Here's the one I have, the original, perfect cut everytime


----------



## norc47 (Apr 20, 2019)

Ren Huggins said:


> What's your opinion on their differences? Those 2 cutters are on my short list of straight cutters to buy.


I bought a CC Perfect Cutter a few weeks ago and have used it a half dozen times. It makes as good a cut as my Xikar XO with the added benefit of helping get the cut in the right spot/alignment. That helps on a good many vitolas, though it is limiting with a few. The couple of tapered heads I've cut with it needed several bites to get right.

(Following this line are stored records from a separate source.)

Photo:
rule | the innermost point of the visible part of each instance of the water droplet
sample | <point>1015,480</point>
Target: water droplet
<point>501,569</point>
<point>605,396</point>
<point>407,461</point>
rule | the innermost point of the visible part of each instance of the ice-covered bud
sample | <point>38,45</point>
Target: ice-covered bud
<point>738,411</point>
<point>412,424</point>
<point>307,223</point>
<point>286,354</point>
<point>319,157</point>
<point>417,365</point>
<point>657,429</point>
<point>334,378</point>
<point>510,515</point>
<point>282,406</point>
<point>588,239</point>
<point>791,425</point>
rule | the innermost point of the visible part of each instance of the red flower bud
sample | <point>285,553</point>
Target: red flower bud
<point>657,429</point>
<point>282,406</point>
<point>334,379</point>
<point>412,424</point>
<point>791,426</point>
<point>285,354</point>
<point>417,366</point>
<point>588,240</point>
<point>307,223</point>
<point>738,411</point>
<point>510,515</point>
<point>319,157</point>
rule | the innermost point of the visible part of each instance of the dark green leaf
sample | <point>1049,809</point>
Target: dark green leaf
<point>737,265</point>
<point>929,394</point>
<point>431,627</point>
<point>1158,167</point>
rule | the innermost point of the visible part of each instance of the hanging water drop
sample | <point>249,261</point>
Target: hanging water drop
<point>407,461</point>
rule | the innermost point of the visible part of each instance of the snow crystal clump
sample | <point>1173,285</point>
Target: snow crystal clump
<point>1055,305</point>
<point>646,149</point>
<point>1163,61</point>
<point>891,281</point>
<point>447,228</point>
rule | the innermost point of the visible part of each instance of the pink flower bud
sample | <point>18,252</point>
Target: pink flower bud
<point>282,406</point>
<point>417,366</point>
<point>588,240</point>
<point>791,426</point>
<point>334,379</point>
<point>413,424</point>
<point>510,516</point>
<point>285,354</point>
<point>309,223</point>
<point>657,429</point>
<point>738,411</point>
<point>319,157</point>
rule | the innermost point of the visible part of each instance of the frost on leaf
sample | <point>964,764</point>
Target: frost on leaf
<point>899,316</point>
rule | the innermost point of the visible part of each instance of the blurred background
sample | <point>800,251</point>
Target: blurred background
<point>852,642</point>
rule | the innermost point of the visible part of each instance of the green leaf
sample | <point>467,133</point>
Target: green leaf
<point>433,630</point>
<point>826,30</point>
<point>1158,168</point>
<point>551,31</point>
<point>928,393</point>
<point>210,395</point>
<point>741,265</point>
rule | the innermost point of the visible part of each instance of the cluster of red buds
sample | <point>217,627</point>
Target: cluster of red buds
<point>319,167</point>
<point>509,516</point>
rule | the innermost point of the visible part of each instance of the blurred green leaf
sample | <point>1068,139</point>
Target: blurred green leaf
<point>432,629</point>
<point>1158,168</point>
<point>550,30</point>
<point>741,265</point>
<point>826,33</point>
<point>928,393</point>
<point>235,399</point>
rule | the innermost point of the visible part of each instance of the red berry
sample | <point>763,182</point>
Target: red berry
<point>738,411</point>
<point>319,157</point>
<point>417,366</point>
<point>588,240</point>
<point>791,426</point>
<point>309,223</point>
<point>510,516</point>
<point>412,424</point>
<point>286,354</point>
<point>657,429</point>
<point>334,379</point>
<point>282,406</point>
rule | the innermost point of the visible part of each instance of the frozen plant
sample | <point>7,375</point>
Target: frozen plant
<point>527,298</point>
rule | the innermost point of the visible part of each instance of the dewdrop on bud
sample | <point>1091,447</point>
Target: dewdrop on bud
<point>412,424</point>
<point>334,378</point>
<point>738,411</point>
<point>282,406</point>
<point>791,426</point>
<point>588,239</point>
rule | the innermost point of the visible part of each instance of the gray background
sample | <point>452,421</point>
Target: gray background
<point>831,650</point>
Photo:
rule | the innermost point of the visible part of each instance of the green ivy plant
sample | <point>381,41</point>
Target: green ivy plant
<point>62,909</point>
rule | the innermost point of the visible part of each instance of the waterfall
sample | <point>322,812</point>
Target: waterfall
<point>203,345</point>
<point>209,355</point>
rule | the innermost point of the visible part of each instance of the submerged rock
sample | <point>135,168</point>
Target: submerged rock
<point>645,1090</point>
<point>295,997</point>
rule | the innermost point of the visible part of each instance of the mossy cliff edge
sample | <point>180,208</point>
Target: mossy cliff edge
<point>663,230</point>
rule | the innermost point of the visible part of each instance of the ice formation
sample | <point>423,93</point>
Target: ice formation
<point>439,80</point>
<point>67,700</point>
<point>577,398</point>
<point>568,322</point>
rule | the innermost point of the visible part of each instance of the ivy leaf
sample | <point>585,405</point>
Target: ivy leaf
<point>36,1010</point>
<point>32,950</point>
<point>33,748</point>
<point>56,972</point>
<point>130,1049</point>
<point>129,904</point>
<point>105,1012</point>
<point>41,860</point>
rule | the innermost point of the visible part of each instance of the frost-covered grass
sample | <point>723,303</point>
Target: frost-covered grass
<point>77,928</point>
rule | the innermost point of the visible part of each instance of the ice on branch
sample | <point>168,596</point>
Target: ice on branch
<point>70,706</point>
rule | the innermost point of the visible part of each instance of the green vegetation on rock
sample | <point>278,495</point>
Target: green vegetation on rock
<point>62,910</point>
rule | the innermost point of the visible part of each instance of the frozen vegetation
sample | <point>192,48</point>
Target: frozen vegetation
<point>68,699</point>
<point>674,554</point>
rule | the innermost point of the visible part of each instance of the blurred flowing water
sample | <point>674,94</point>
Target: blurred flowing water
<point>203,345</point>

Someone sent me a Palio with a 10 pack. Haven't cut anything with it, but it feels like a flimsier build. Doesn't slide as smoothly. This one is a 1 moving blade / 1 fixed blade design and the fixed one is a semi-circle.


----------



## alloy (Oct 23, 2013)

Ren Huggins said:


> What's your opinion on their differences? Those 2 cutters are on my short list of straight cutters to buy.
> 
> Sent from my Nexus 6P using Tapatalk


The Palio is kind of dull after nine years. Don't know how to get it sharpened. But the CC perfect cutter works really well for my needs.


----------



## UBC03 (Nov 18, 2015)

alloy said:


> The Palio is kind of dull after nine years. Don't know how to get it sharpened. But the CC perfect cutter works really well for my needs.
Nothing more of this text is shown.